As you may know, I am currently at work on a book on Quakerism. It’s a mess. I mean, I’ll fix it, but right now – whew. Have mercy. There are days I want to pack up my taxidermy and take to the open road.
I have noticed, however, that I am asked the SAME questions by people who find out I am a lifelong Quaker, particularly when they find out I’m writing a book on the subject. A look passes over the person’s face as if I had said I am writing a book about fine-wire mesh, or the history of pipes. I shall attempt to answer those questions now, and save many of you a good deal of time.
Q: Didn’t the Quakers become extinct 100 years ago?
A: Those of us who survived were nursed by a domestic housecat who had just given birth and took pity on us.
Q: Where would one find a real Quaker?
A: There are very very few Quakers left in America, and indeed an extinction date for British Quakerism has been given by Pink Dandelion. (2023.) American Quakers are found primarily in Pennsylvania, the East Coast, Indiana, and North Carolina. There are various sects all over the world practicing something they allude to Friends’ Worship, but it is unrecognizably so, if one knows the history of the Religious Society of Friends. In that way, there is no real Quaker, as there is no such thing as a pit bull. We recognize certain tendencies in a dog and say, “It has tremendous jaw strength, tenacity, heart. Its musculature is dense and it is deep-chested.

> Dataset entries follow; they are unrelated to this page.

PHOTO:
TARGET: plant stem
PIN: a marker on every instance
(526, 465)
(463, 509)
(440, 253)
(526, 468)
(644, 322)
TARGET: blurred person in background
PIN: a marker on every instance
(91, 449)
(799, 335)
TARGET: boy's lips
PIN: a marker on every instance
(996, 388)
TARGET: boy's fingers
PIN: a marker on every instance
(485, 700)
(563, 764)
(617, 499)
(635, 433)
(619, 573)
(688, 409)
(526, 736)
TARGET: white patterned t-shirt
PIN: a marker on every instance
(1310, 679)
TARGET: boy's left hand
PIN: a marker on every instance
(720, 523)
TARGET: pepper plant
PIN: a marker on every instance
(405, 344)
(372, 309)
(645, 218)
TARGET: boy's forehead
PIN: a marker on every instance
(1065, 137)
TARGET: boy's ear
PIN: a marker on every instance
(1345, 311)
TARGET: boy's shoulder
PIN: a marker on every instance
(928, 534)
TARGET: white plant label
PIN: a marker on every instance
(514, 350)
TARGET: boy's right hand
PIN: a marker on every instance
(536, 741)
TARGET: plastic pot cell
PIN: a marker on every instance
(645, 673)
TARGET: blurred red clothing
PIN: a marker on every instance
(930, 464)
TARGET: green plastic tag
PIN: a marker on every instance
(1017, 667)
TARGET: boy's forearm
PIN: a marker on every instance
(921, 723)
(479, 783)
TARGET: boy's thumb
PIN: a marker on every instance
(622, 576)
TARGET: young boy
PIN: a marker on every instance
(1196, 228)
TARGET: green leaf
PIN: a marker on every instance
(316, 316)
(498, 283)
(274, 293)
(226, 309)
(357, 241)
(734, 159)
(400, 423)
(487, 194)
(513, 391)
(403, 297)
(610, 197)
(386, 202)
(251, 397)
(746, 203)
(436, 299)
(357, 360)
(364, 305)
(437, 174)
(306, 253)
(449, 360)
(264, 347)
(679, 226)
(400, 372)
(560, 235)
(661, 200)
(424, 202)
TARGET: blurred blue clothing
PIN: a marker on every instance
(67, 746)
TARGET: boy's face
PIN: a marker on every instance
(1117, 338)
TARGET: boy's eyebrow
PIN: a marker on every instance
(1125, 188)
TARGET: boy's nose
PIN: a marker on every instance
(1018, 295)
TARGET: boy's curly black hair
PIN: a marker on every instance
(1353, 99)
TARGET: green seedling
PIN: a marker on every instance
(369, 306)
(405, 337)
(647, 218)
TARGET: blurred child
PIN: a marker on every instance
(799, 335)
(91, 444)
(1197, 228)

Because of these characteristics, it is a Quaker.”
Q: Are the Quakers the same as the Amish?
A: Although the Amish were founded by a Dutch Anabaptist during the Protestant Reformation, Jakob Ammann, and thus were considered an order of the Swiss Mennonites; and although they speak German (or Pennsylvania Dutch); and although they keep themselves entirely separate from the ‘world,’ or the apostate; have no electricity or phones, and drive horse-drawn buggies on the open road, and the Quakers were founded by George Fox and Margaret Fell during the English Reformation, and spoke English; and although Quakers take it as a directive to change the world through acts of philanthropy and social justice, such as The American Friends Service Committee (which won the Nobel Peace Prize); and although we drive cars and I am typing this on a laptop plugged into a surge protector in an electrical outlet, YES, we are the same as the Amish. We are, essentially, the Amish.
Q: Do Quakers really have no ministers, and do they really worship in silence?
A: Real ones do. (Don’t you EVEN come after me, you Evangelicals and Programmed Friends. You know very well I carry a whip in my buggy and I am not afraid to use it, and this includes YOU, Mom.*)
Q: Did the Quakers invent oatmeal, and is that a real Quaker on the box?
A: Yes, Quakers invented the oat, and that is a real Quaker on the box. You can tell by his wig and his Amish hat.**
Q: Do you still wear bonnets and dresses that cover every part of your body?
A: Yes, I do. I am wearing a bonnet now.
Q: Are Quakers allowed to wear makeup or jewelry or listen to secular music or dance or read fiction or keep a blog?
A: No, we are not allowed to do any of those things.
Q: Are there restrictions for men, as well?
A: Yes, everyone is bonneted for safe-keeping.
* I would never flog my mother, who is a Quaker minister.
**My friend Dean says that the man on the oatmeal box is actually his grandmother, who was Jewish.